偶然間,一股邪風将車簾撩開,門外站着的死士們順車簾縫隙,窺看到他們尊貴的主公半跪在那個妖姬女子面前,手上動作輕柔,眼神像是看着什麽稀世珍寶,嘟着嘴哄孩子一樣,給人吹着傷口換藥。
一看主公這樣,死士們一面更加的意難平,一面又知道,這個女子不僅動不得,以後出了危險,也是萬萬舍不得的那一個了。
搞不好以後也要變成他們的主公。
上完了藥,馬匹和衆人都休息的差不多,重新開始趕路。
鐘二的傷口一颠簸就特別的疼,一疼了她就要磨人,餘己讓她磨得額角青筋都鼓起來了,臉上的表情又無奈又甜蜜,偶然間撇到直播屏幕,趕快指着屏幕轉移鐘二注意力。
“你快看你快看,馬上升級成功了——”
鐘二順着餘己的手指看向直播屏幕,上面顯示着升級的進度條78%。
并且進度條還在緩慢的推進,應該很快就要升級成功。
鐘二輕輕籲了口氣,有那麽一點淡淡的失落,她又是期待系統趕緊恢複,又有些不希望系統恢複。
她這兩天甚至想,如果系統就從此失靈,也不用失靈很久,就失靈個百八十年的,讓她和餘己在這一世好好的白頭偕老,那得多美好。
不過鐘二這點惆悵轉眼就散了,自己這體格屬實不行,不過中了一支箭,險些丢了半條命,沒有營養液滋養身體,她不僅要留醜陋的傷疤,就身上這傷口,沒有一個多月肯定好不利索。
按照劇情,餘己将來是要登大位,其中艱難險阻,光是想一想,就讓人頭皮發麻。
她身為餘己唯一的軟肋,必将成為衆矢之的,沒有營養液,沒有系統輔助,她想要活下來,估計只剩餘己将她做成蠱人這一條路。
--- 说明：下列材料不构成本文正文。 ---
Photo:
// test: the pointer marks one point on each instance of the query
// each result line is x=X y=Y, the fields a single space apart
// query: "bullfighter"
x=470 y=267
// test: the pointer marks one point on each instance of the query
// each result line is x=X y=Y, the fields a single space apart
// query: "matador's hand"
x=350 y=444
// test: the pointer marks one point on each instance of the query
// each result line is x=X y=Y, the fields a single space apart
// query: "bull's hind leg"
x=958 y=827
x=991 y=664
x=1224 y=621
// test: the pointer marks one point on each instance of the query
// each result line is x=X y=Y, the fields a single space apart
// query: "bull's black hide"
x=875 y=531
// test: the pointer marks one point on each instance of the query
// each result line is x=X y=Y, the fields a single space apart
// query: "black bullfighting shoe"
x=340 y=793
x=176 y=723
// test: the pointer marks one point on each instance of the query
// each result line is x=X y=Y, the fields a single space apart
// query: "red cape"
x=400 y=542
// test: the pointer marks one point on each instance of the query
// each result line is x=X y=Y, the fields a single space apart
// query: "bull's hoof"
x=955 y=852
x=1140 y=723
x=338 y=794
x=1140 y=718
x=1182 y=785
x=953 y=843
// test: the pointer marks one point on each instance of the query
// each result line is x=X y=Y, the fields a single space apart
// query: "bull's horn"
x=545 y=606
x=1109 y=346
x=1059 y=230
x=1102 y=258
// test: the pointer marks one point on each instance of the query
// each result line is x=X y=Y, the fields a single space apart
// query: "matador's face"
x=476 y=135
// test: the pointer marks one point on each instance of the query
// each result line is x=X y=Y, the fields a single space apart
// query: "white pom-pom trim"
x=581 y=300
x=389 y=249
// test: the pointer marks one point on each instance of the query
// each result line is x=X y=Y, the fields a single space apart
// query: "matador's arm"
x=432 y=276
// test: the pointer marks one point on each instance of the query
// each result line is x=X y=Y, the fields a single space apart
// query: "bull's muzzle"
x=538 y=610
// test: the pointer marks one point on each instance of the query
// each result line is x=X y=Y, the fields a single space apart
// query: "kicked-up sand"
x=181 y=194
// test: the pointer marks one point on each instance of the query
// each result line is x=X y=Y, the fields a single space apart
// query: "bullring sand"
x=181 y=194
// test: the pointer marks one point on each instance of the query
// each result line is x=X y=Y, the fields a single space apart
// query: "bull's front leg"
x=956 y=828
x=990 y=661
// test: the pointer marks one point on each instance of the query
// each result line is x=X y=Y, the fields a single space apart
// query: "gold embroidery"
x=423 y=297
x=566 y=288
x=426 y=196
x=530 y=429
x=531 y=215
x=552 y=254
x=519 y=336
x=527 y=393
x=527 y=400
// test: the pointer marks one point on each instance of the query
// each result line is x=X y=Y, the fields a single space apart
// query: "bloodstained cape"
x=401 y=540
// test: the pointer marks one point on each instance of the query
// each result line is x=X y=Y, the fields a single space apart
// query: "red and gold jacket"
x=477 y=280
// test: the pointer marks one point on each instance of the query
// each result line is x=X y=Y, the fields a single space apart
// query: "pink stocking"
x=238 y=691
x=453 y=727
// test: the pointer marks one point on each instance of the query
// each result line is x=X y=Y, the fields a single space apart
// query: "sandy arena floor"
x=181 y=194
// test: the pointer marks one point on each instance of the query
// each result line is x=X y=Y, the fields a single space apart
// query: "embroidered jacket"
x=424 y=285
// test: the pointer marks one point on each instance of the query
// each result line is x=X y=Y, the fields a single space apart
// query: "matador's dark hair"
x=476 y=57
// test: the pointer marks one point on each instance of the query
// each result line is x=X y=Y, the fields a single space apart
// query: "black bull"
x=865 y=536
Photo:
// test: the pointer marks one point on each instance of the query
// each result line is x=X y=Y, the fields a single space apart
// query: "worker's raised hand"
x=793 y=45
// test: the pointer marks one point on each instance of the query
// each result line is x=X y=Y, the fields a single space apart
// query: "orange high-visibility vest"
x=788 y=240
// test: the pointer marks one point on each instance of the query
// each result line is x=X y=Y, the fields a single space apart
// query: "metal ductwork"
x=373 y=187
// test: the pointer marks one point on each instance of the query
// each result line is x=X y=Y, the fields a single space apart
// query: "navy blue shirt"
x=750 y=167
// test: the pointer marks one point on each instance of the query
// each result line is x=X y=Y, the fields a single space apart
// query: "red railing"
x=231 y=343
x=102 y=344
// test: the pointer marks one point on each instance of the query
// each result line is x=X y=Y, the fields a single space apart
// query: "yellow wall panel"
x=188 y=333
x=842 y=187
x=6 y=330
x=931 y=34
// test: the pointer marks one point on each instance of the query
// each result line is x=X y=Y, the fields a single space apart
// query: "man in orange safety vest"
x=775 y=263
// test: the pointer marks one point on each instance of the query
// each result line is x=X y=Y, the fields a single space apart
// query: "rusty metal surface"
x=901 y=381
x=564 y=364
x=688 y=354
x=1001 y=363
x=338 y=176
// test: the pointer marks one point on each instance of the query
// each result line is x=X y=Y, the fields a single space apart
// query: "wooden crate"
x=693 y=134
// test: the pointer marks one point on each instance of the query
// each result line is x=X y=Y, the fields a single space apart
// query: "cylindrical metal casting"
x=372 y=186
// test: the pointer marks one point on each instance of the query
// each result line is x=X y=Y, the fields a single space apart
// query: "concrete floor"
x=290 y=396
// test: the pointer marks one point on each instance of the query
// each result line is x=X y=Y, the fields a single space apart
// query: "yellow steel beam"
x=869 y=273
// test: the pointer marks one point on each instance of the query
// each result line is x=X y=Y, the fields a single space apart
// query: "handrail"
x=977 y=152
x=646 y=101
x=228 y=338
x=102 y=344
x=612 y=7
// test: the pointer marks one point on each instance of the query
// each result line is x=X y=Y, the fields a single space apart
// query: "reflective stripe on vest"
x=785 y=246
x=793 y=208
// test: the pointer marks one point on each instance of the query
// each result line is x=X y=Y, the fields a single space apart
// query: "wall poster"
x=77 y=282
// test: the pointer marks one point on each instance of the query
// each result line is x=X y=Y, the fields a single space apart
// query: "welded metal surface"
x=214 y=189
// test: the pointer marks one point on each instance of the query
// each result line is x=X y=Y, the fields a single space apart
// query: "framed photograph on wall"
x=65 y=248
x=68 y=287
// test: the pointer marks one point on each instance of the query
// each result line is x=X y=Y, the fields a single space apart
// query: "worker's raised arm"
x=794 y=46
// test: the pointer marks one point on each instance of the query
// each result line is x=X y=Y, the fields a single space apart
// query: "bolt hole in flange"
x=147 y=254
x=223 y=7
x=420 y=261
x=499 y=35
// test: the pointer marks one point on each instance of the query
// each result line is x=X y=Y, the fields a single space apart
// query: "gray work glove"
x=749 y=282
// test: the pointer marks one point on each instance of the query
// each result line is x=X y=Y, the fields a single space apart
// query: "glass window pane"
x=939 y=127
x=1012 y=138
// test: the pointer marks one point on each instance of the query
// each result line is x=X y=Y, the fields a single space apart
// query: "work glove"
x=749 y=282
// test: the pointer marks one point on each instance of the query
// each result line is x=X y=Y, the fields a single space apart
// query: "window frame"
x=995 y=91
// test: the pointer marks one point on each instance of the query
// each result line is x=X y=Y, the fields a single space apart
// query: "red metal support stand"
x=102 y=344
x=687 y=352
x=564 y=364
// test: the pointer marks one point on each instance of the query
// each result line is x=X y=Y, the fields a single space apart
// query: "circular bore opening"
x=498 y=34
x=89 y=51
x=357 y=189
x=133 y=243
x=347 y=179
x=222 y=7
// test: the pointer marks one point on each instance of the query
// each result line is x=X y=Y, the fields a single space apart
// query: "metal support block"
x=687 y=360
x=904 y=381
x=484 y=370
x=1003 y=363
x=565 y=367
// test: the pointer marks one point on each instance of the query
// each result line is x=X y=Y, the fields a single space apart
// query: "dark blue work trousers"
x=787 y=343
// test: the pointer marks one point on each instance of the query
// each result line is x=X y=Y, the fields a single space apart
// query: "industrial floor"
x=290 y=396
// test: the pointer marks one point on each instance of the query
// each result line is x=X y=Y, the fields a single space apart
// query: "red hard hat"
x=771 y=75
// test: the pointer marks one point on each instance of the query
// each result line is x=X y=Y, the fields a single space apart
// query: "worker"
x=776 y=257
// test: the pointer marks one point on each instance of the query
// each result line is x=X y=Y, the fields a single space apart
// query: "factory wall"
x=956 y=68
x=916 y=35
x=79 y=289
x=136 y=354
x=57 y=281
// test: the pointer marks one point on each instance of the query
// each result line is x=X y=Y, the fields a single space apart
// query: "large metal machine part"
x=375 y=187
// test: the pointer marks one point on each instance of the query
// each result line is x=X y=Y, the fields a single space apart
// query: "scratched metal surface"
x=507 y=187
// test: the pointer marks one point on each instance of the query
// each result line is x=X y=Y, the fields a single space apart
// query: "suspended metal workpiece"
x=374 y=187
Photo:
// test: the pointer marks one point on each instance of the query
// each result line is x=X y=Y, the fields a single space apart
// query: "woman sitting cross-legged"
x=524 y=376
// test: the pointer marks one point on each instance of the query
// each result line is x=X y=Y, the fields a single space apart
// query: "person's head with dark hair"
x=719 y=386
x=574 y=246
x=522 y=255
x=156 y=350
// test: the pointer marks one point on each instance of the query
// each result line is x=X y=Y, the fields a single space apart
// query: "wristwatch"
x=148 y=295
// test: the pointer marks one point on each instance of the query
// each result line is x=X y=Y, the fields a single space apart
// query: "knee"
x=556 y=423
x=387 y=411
鐘二總算被轉移了注意力,餘己暗暗松了一口氣,向後靠着車壁,手指搭在鐘二的肩膀上,也跟她一起看着直播屏幕。
94%……97%……100%——升級成功,正在重啓。
重啓成功——歡迎使用,晉江5.0.3版本。
鐘二沒等直播屏幕自動重啓,直接從系統空間撈出一瓶營養液,送到嘴邊就開始咕咚咕咚的喝。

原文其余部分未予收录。